A destructive earthquake affected present-day northwestern Syria and south-central Turkey in January 1344. Estimates of the seismic magnitude range between 6.8 and 7.6. The MSK 64 intensity was VII–VIII at Manbij; VI–VII at Aleppo and IV at Damascus. Thousands died in Syria and many structures were destroyed.

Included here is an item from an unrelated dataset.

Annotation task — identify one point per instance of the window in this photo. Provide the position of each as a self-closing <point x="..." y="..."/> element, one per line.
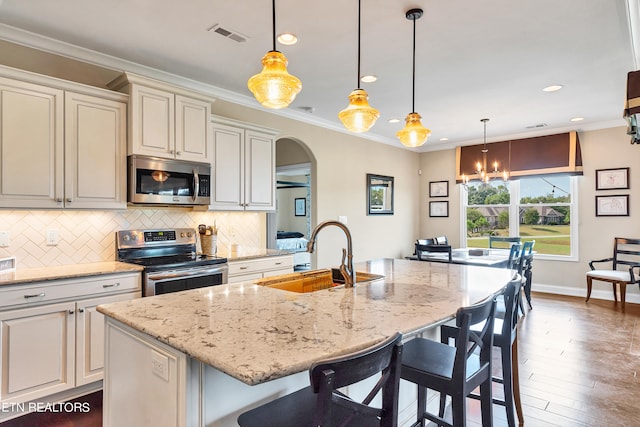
<point x="540" y="208"/>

The Aleppo area was devastated; most of Manbij was destroyed and majority of the population were killed by falling debris. A castle in the city was damaged and deaths occurred. The towers of citadel, mosques, monuments and walls collapsed. The death toll figure of 5,700 first appeared on a parametric earthquake catalog published in 1980. Heavy damage extended as far north as Gaziantep. Shaking was felt in Egypt. At Damascus, effects of the earthquake was slight. There were no documentation of damage at Antioch. Weak aftershocks occurred. Residents of Aleppo sought refuge away from the city for 40 days in fear of additional damage.

The exact date of the event varies between 2 or 3 January 1344. It was also dated to 1 January 1343.